The inspiration for Spike Lee’s upcoming Da Sweet Blood of Jesus (2014), Bill Gunn’s 1973 vampire-but-not-quite film Ganja & Hess is being re-released by Eureka! on DVD and Blu-ray. It is a strange creature of the night; jumping back and forth in time, sometimes repeating itself in detail, eliding other important passages entirely. A concise and coherent plot summary is difficult. Dr. Hess Green (Duane Jones) is stabbed by his colleague George Meda (writer-director Bill Gunn) with a relic from an ancient African civilisation. When he wakes up the next day, he is unharmed and finds himself with an incurable hunger for human blood.
Meda, believing that he has killed Hess, commits suicide. When Meda’s wife, Ganja (Marlene Clark), comes looking for her husband, she and Hess are attracted to each other. The strangeness of the film extends beyond its approach to structure: it mashes together African and Christian symbolism, dedicating lengthy sequences to Hess’s visits to church. Within its protagonist it suggests a conflict between his position as an upstanding, modern, American professional and his heritage, which is both the subject of his academic inquiry and the source of his disease. Despite his desire for blood, Hess doesn’t appear to have any other symptoms traditionally associated with vampirism: he can walk around in daylight; his reflection is visible; he can consume ordinary food and drink alongside blood.
Formally, Gunn’s picture resembles some of the other more left-field films of the era; there’s a dash of Easy Rider (1969) and the work of Nicolas Roeg in Gunn’s use of zoom lenses and methods of scene transition. All of the visual abstraction is underlined by harsh, abrasive sound design.
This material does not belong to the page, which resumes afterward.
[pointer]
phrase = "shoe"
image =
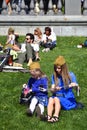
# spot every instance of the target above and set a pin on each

Jones and Clark have an easy, comfortable chemistry that enlivens the movie considerably and goes a long way to making the film more accesible for an audience. The formal quirks are interesting to discuss but make it difficult to engage with – uneven, and rough around the edges as it is. However, given the material and the angles that Gunn seems to be working, it is entirely possible that the film’s lack of cohesion is a deliberate representation of the conflicts and contradictions held within its title characters. Akin to the bonelike dagger that triggers the infection, Ganja & Hess is a disturbing relic that is as confounding as it is effective.